Matthew’s slow movement and its impending interaction with a stationary front off the east coast made forecasting its track particularly difficult. Initially, it appeared on a direct collision course with the southern coast, à la Bertha in 1996. Later, forecasts showed Matthew curving away from the coast in a loop with an impending second encounter with the Bahamas.

Ultimately, the front retreated inland, which allowed Matthew to track farther north and closer to the North Carolina coast. The storm’s only US landfall came on Saturday morning just north of Charleston, and afterwards, it hugged the coastline as a Category-1 storm.

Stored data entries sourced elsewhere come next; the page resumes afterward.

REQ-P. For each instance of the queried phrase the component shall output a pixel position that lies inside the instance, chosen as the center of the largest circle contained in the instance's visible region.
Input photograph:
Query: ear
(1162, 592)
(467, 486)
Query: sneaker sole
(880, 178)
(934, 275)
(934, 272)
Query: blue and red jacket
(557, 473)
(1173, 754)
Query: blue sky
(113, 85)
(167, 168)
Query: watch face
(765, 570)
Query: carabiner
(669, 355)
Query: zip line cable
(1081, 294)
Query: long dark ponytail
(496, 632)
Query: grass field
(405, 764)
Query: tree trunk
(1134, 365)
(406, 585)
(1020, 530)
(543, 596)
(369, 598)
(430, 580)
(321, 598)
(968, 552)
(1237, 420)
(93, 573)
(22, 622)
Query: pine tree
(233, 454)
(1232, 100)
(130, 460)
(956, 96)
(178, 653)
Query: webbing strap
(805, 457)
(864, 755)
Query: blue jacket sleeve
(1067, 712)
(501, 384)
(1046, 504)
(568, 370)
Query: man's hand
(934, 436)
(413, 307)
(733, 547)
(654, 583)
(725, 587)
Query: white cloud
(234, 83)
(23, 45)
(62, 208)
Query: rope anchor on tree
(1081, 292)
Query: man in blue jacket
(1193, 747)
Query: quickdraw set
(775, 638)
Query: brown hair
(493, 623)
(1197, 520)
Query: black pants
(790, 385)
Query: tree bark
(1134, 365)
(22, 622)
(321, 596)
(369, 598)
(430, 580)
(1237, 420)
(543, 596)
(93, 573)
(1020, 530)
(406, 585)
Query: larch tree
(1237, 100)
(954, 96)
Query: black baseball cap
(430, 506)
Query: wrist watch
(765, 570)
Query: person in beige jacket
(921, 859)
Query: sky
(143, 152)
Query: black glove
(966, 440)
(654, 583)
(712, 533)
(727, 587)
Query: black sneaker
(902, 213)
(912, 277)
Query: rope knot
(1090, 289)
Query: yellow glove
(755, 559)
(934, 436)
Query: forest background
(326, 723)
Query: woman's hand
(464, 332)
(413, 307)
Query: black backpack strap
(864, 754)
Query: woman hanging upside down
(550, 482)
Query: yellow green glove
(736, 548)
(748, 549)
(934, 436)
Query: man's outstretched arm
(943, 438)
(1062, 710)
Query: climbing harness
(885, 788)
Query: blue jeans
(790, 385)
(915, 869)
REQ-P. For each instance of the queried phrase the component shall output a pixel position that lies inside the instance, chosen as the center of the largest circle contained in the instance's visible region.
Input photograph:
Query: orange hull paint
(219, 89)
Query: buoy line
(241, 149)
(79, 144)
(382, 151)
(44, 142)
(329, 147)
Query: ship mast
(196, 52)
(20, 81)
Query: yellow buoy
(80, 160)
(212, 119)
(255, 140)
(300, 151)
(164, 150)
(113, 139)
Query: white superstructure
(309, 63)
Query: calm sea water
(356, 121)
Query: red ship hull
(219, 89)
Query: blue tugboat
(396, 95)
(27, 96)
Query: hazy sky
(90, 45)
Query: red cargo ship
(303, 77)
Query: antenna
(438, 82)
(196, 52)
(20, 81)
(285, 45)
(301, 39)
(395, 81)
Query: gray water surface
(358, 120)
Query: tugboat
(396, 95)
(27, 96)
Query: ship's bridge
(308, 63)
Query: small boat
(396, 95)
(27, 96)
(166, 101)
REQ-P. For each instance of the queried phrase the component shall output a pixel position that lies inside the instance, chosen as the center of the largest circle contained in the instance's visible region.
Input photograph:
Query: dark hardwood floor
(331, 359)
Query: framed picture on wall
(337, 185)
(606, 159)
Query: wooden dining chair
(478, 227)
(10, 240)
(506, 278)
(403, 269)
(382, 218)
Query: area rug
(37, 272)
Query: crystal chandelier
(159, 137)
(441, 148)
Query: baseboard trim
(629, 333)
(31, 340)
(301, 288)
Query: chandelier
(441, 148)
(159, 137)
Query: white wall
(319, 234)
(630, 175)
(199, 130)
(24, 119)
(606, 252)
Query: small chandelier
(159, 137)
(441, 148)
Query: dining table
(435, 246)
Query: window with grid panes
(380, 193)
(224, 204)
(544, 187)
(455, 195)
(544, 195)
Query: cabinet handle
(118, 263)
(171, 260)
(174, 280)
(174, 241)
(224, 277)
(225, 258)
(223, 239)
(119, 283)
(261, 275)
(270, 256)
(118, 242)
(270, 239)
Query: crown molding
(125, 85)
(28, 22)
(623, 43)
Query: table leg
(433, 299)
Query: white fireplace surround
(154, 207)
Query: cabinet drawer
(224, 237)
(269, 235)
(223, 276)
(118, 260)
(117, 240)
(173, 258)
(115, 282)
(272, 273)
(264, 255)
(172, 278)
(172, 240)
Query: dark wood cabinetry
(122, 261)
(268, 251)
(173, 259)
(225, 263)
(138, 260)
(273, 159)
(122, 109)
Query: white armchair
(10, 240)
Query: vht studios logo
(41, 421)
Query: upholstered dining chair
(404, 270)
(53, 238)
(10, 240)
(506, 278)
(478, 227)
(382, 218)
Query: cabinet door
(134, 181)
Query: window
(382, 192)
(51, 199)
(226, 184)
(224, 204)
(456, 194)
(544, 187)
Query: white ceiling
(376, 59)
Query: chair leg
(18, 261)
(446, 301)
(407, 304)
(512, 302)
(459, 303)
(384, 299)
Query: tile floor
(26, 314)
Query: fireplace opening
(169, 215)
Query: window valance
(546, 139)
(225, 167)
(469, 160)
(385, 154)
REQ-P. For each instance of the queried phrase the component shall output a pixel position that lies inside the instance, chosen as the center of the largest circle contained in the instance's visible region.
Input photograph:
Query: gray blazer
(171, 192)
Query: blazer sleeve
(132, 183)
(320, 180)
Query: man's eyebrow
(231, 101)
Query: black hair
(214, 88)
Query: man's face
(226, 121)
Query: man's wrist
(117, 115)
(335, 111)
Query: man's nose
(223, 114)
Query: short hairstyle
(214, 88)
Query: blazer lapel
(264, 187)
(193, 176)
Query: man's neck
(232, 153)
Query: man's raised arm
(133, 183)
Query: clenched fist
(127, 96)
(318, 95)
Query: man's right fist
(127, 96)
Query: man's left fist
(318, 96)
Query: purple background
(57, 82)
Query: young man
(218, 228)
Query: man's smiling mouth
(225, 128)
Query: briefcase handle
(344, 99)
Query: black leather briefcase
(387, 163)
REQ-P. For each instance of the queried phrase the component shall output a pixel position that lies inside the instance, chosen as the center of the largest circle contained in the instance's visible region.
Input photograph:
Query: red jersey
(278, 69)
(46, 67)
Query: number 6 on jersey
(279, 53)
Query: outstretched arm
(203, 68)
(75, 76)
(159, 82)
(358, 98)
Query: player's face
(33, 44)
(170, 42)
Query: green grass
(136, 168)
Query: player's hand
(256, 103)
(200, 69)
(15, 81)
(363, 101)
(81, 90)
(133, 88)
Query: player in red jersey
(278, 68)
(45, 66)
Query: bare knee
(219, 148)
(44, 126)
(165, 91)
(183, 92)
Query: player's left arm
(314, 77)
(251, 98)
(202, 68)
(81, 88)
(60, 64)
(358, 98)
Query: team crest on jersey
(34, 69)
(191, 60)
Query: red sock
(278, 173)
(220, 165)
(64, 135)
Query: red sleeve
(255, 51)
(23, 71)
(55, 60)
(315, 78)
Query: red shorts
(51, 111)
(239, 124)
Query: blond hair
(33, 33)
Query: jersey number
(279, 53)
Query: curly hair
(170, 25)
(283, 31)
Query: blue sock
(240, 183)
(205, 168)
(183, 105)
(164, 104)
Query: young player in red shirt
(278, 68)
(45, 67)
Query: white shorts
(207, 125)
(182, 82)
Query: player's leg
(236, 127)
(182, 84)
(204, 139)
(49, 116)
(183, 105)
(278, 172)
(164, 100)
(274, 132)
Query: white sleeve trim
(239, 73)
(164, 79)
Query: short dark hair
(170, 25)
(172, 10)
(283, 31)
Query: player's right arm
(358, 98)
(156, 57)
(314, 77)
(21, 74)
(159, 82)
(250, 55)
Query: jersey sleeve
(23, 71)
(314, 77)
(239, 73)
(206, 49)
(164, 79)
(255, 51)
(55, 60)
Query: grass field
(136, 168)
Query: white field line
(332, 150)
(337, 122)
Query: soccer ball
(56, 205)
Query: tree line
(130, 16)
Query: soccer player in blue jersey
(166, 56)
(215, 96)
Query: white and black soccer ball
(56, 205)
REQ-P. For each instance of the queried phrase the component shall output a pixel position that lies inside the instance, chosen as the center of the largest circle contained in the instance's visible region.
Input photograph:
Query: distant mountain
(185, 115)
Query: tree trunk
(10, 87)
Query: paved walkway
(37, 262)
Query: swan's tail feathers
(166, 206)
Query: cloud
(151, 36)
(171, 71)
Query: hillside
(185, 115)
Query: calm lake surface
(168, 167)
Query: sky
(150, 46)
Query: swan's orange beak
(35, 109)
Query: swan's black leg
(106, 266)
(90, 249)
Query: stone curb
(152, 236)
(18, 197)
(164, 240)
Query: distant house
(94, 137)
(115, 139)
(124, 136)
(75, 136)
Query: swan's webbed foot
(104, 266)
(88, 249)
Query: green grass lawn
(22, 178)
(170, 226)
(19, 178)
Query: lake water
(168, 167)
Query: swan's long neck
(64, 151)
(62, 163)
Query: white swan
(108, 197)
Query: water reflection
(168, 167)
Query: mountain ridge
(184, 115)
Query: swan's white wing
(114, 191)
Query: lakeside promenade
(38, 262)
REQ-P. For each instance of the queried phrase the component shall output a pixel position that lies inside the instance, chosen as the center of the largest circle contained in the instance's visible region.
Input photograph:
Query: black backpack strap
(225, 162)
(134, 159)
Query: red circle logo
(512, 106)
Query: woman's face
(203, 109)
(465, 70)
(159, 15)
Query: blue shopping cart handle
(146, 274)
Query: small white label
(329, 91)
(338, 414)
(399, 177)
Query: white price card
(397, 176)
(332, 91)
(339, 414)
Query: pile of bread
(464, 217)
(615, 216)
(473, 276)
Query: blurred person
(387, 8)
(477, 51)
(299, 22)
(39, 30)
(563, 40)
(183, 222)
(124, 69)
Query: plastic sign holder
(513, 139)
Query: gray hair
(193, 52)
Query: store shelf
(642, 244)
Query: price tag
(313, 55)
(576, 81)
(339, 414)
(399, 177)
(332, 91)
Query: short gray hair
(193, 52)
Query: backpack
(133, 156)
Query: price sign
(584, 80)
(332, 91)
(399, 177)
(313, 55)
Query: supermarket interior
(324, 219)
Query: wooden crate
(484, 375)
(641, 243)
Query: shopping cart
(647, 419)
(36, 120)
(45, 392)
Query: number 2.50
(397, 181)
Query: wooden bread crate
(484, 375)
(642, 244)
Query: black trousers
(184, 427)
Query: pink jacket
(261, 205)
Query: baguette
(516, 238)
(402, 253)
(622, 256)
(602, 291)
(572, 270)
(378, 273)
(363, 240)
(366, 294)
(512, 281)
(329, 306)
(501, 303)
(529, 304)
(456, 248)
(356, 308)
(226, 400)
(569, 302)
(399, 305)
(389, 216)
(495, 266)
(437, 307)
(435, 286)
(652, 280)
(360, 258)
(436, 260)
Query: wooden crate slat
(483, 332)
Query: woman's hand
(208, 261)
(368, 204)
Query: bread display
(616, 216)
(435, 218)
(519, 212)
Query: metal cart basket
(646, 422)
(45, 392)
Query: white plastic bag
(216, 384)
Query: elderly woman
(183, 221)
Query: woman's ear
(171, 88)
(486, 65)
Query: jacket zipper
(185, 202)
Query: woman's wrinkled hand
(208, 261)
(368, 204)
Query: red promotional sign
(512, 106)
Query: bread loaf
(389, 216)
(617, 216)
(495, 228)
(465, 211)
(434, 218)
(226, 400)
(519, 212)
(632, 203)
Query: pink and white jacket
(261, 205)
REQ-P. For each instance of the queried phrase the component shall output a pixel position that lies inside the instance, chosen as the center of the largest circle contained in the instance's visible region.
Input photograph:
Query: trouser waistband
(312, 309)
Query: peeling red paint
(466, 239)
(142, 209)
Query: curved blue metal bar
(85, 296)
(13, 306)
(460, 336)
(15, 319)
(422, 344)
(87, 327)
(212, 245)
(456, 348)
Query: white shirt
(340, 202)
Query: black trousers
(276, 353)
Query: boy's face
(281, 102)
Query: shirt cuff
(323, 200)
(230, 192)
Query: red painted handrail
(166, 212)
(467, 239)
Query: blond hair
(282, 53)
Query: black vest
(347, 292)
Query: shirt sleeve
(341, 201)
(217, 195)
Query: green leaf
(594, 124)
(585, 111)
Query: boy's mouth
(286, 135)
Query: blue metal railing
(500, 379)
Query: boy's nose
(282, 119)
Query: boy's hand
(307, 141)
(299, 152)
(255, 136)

However, that diminished strength didn’t lessen the storm’s impacts.

Total precipitation and maximum wind gusts from Hurricane Matthew.

Rain from Matthew moved over North Carolina beginning early on Saturday, and for the next 24 hours, there were few breaks in the rain across the eastern half of the state. Totals amounted to 2 to 4 inches in the Triad and Charlotte, 6 to 8 inches in the Triangle, and more than 10 inches across much of the interior Coastal Plain.

The highest totals came in Wayne County, including 15.24 inches at the Seymour Johnson Air Force Base, and Cumberland County, with CoCoRaHS reports of 14.32 inches near Godwin and 14.71 inches near Hope Mills.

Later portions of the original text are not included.